Another unique perk offered was a detailed and extensive workshop conducted on scholarships offered for pursuing a Master’s in law. The session was interactive, and our mentors and guest speakers offered advice and strategies on various concerns and queries the interns had.
Online Internships- Personal Strategies to Adapt to the ‘New Normal’
While the previously untraversed concept of online internships did seem daunting at first, my personal strategy was setting up a working routine and sticking to it throughout the day in order to avoid procrastinating over tasks and missing deadlines. In absentia of an official work setting, clearing up a small study desk is enough to induce concentrated working.
I also found it helpful to jot down notes during the various webinars, book discussions and task-allotment meetings to enhance my learning.
If you happen to be particularly forgetful or generally stressed due to the pandemic, I strongly suggest setting up alarms for deadlines. Learn to fragment each task into smaller, manageable ones.
Another important tip is to not hesitate while reaching out to your mentor and seeking help with research or problems you might be facing due to the pandemic.
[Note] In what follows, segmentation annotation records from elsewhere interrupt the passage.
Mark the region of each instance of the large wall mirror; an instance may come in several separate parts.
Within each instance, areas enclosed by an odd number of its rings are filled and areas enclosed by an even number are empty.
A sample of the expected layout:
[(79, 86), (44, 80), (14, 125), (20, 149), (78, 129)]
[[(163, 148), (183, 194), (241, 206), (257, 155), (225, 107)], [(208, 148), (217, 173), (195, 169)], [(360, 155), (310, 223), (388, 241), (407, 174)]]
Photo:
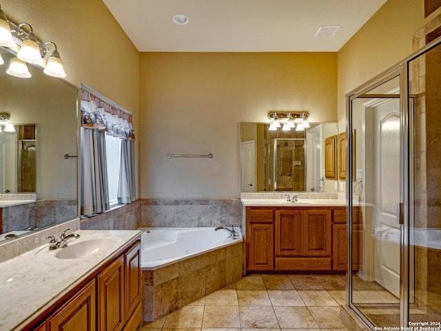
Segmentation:
[[(8, 234), (12, 238), (78, 217), (79, 126), (75, 86), (33, 65), (32, 77), (10, 76), (6, 70), (15, 54), (0, 48), (0, 114), (10, 117), (0, 122), (1, 244)], [(34, 202), (15, 203), (28, 193), (36, 194)]]
[[(241, 123), (241, 192), (336, 192), (337, 177), (326, 176), (325, 140), (338, 134), (336, 123), (311, 123), (300, 132)], [(338, 153), (336, 146), (336, 163)]]

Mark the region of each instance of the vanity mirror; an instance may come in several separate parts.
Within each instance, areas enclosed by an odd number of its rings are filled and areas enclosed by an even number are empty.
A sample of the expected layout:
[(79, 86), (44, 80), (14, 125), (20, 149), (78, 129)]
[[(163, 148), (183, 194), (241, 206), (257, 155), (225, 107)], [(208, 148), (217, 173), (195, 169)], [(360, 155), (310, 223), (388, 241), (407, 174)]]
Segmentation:
[(0, 192), (34, 193), (37, 126), (0, 123)]
[(338, 125), (309, 124), (303, 131), (283, 131), (241, 123), (241, 192), (336, 192), (337, 178), (325, 176), (325, 141), (337, 137)]
[[(0, 234), (4, 234), (78, 217), (77, 158), (65, 158), (78, 154), (78, 89), (33, 65), (28, 65), (30, 78), (8, 74), (15, 53), (0, 48), (0, 54), (4, 61), (0, 113), (10, 117), (0, 122), (0, 143), (8, 143), (0, 150), (0, 172), (5, 174), (0, 181)], [(8, 124), (14, 124), (15, 132), (4, 132)], [(37, 194), (37, 201), (21, 203), (28, 201), (29, 192)]]

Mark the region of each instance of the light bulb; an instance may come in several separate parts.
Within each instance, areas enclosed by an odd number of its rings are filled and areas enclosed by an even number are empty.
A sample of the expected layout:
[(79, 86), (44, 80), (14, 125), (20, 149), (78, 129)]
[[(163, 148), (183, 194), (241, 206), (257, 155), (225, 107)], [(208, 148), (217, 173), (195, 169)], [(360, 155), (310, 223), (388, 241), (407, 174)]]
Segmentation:
[(6, 73), (11, 76), (20, 78), (29, 78), (32, 77), (28, 68), (28, 63), (15, 57), (12, 57), (9, 61)]
[(302, 121), (302, 126), (303, 128), (309, 128), (309, 122), (308, 122), (307, 119), (304, 119)]

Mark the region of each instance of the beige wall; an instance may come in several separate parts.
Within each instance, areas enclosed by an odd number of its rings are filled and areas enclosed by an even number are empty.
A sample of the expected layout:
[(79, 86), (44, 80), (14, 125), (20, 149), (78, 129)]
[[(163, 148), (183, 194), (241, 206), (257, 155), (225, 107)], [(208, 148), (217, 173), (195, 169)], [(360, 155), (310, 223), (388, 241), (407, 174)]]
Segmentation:
[(340, 130), (345, 130), (345, 95), (410, 55), (412, 34), (424, 22), (424, 1), (388, 0), (338, 51)]
[(65, 79), (132, 112), (139, 133), (139, 52), (101, 0), (3, 0), (1, 9), (14, 23), (30, 23), (41, 41), (57, 43)]
[[(142, 198), (240, 194), (239, 123), (271, 110), (337, 121), (336, 53), (141, 53)], [(209, 159), (167, 159), (167, 153)]]

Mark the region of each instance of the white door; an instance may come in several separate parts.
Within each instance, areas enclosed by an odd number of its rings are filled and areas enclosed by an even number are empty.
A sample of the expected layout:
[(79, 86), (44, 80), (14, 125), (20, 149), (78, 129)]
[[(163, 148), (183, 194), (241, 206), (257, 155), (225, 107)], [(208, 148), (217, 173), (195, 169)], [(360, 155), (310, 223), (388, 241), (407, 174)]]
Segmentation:
[(373, 107), (374, 277), (400, 297), (400, 99), (387, 99)]
[(256, 190), (254, 170), (254, 141), (245, 141), (241, 144), (242, 150), (242, 188), (240, 192)]

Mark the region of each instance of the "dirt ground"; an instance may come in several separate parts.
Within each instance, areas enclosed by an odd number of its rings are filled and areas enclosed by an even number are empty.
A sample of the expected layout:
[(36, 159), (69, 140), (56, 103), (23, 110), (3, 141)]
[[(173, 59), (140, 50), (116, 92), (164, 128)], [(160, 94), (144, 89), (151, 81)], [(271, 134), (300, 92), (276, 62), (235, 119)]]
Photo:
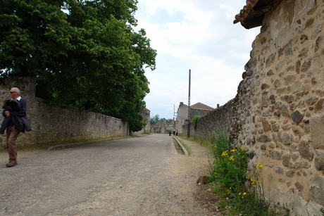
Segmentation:
[(10, 169), (0, 153), (0, 215), (222, 215), (208, 185), (196, 184), (208, 174), (210, 148), (177, 138), (189, 155), (171, 150), (168, 136), (154, 134), (54, 151), (20, 150), (20, 163)]
[(216, 208), (217, 197), (210, 191), (208, 185), (192, 184), (193, 179), (189, 177), (190, 175), (197, 177), (197, 173), (199, 176), (208, 175), (209, 160), (212, 160), (211, 149), (186, 139), (177, 136), (177, 139), (189, 148), (190, 153), (188, 156), (170, 159), (170, 163), (177, 165), (172, 167), (170, 172), (177, 177), (182, 177), (185, 184), (187, 185), (182, 190), (187, 191), (186, 193), (192, 196), (198, 205), (206, 209), (206, 212), (209, 212), (209, 215), (222, 215)]

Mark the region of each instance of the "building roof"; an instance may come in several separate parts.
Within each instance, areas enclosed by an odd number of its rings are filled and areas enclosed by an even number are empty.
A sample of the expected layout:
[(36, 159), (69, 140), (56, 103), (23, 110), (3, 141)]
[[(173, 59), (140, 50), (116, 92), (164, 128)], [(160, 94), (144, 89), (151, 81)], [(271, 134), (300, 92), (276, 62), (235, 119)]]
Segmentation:
[(262, 25), (266, 13), (273, 11), (282, 0), (247, 0), (247, 5), (235, 15), (233, 23), (246, 29)]
[(210, 107), (204, 103), (201, 103), (200, 102), (198, 102), (197, 103), (190, 106), (190, 108), (195, 109), (195, 110), (208, 110), (208, 111), (211, 111), (214, 110), (213, 108)]

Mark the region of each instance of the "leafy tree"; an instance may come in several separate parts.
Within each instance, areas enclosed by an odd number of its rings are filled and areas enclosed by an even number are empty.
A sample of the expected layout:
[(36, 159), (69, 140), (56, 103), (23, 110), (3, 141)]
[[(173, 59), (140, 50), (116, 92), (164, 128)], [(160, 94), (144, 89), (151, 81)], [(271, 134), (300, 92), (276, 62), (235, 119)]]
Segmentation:
[(52, 103), (120, 117), (133, 131), (156, 52), (132, 27), (136, 0), (1, 0), (0, 70), (31, 76)]

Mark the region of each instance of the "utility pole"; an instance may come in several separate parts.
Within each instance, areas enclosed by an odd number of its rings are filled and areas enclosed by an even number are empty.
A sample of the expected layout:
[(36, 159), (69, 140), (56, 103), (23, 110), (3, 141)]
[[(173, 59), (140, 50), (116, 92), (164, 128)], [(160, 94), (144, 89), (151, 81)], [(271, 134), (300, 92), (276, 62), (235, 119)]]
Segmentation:
[(191, 73), (192, 70), (189, 69), (189, 94), (188, 94), (188, 131), (187, 137), (190, 137), (190, 82), (191, 82)]

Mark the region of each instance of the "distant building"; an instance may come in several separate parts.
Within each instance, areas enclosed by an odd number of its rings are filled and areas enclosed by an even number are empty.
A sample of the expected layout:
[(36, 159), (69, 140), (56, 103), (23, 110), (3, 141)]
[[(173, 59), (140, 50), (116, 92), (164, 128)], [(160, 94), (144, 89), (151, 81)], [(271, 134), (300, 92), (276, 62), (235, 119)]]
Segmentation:
[(143, 121), (145, 122), (146, 125), (143, 127), (142, 130), (136, 132), (132, 132), (133, 134), (149, 134), (151, 129), (151, 125), (149, 123), (150, 115), (151, 111), (147, 108), (144, 108), (142, 111), (142, 117), (143, 117)]
[[(203, 116), (214, 108), (207, 105), (198, 102), (190, 106), (190, 120), (192, 121), (195, 115)], [(180, 102), (177, 111), (177, 119), (175, 127), (177, 129), (179, 134), (182, 133), (182, 125), (188, 123), (188, 106)]]

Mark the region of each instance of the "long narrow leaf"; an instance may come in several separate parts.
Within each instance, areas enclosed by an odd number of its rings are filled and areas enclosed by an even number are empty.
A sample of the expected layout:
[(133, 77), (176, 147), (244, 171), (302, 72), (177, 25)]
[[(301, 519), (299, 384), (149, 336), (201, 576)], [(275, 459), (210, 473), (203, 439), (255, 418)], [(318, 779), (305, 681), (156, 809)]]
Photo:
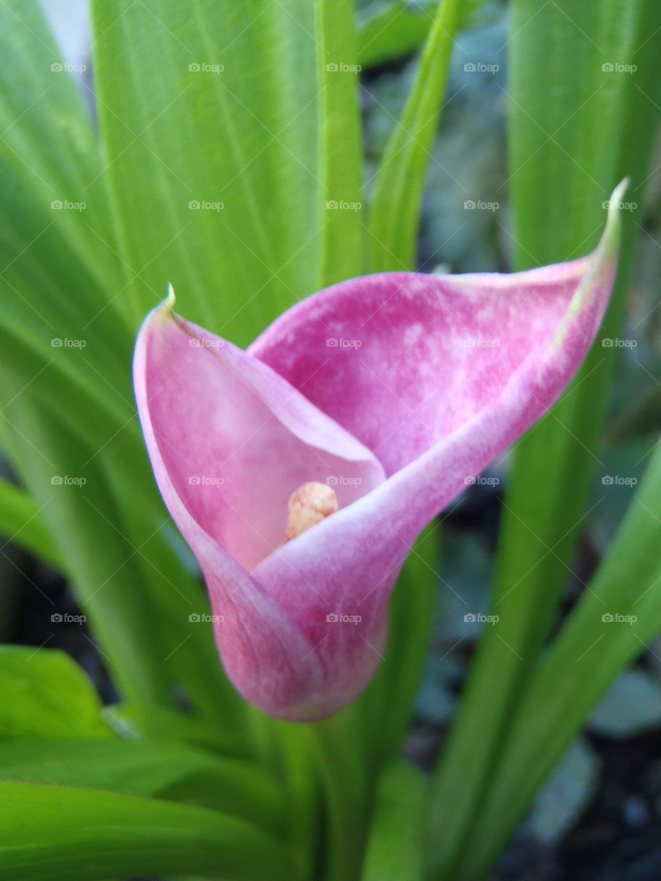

I was lucky enough to have mentors who were very empathetic and understanding throughout.
Lessons and Broad Takeaways
The Center for Law, Justice and Society (CJLS), formerly known as Center for Health Law, Ethics and Technology (CHLET) is a research center that aims to bring together the disciplines of law and humanities in order to produce academic research that is community oriented and deeply connected to the various grassroot issues faced by modern society.
It is committed to the cause of social justice and giving voice to the marginalized across South Asia and aims to link the word of law to the broader civil society. Hence, not only is the research work on marginalized communities, but a substantial amount comes directly from working with them and prioritizing their experiences and inputs during the empirical research carried out.
It connects policy research and professional advocacy to grassroots activism. In fact, the biggest lesson I learned as a first-year intern at the Center was realizing how inseparable and codependent these three are on each other for the upliftment of the marginalized and the silenced.
One often hears how authoritative legal texts must be in essence for the people, of the people and by the people. I personally believe that law should always be viewed as something transformative, alive and ever-evolving and thus, critical thinking and the art of asking questions must be fostered in order to bridge gaps and break barriers.
Only through multidisciplinary research and intensive dialogue can the legal community effectively “demystify” the law, that is make it more accessible and within the reach of the common masses. Hence, research centers like the CJLS that orient themselves with community projects are the need of the hour for legal and judicial systems and the nation as a whole.